Ahora Trump está inmerso en investigaciones civiles y penales por fraude en Georgia y Nueva York y en una investigación federal por espionaje, entre otras acciones legales. Su empresa, la Organización Trump, fue condenada recientemente por fraude fiscal. El Departamento de Justicia también ha acusado a unas 900 personas de delitos relacionados con la insurrección del 6 de enero. El fiscal general Merrick Garland nombró recientemente a un abogado especial para examinar tanto el asedio como el supuesto mal manejo de documentos clasificados por parte de Trump.
Claro, Trump ha salido de arenas movedizas antes, pero nunca ha tenido una pila tan desalentadora de amenazas legales existenciales en su puerta, tampoco. Y el comité del 6 de enero, muy apropiadamente, lo ha convertido en la pieza central de cualquier examen legal y repercusiones relacionadas con la insurrección. Su trabajo ha hecho imposible que el Departamento de Justicia, los votantes y el partido de Trump lo pasen por alto.

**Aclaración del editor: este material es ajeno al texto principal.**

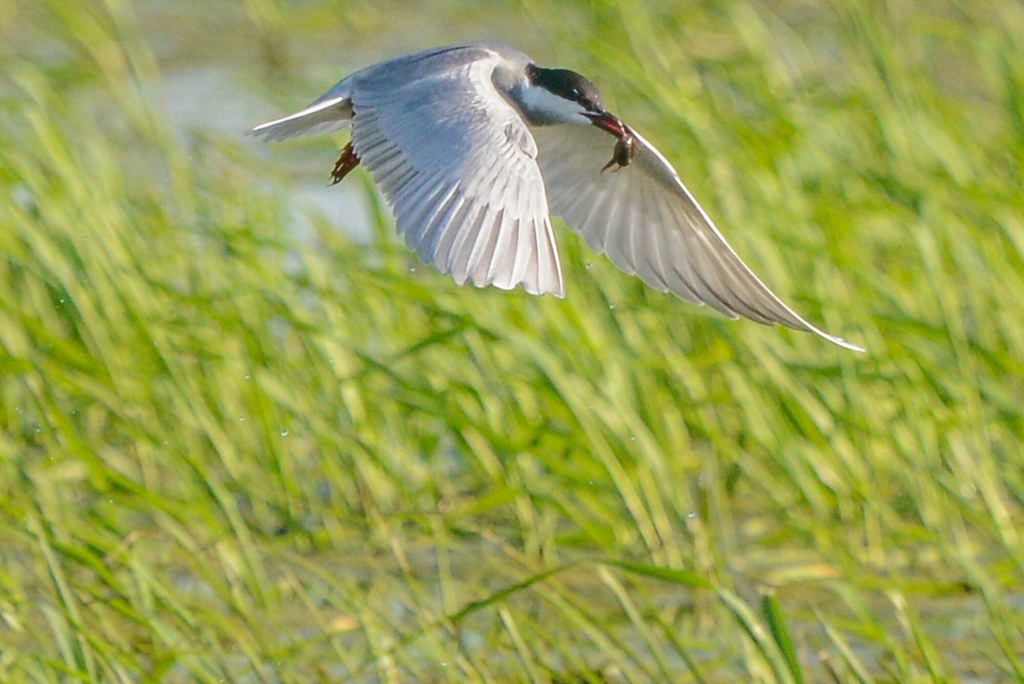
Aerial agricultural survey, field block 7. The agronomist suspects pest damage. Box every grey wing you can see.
[249,88,352,141]
[535,126,862,351]
[352,48,564,297]
[249,43,528,141]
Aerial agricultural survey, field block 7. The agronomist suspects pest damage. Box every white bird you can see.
[250,43,863,351]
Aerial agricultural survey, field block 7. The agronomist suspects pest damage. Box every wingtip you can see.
[814,329,867,354]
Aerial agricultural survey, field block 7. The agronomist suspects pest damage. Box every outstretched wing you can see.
[534,126,862,351]
[352,46,564,297]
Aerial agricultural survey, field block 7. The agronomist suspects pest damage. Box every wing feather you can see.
[351,47,564,297]
[534,126,860,350]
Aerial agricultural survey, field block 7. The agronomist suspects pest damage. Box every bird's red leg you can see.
[331,142,359,185]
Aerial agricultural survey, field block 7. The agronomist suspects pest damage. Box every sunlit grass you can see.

La parte pública de este ajuste de cuentas también es directa: Los presidentes no pueden urdir golpes de Estado y no existen fuera del alcance de la ley, aunque sean ricos, poderosos y muy queridos por sus partidarios políticos. El Tribunal Supremo afirmó que es probable que las declaraciones de la renta de Trump vean la luz del día por esa misma razón, pero la transparencia financiera no es más que lo que está en juego en todo esto. La forma en que los presidentes ejercen los poderes de su cargo, y el grado en que honran la democracia, son cuestiones más fundamentales.
En ese contexto, el trabajo de la comisión del 6 de enero -y los retos que sus miembros han planteado a las fuerzas del orden y a los votantes- tiene que ver tanto con erradicar el trumpismo como con pedir cuentas a su progenitor. El país tiene suerte de que la comisión haya estado a la altura de las circunstancias. Otros deberían tomar el relevo.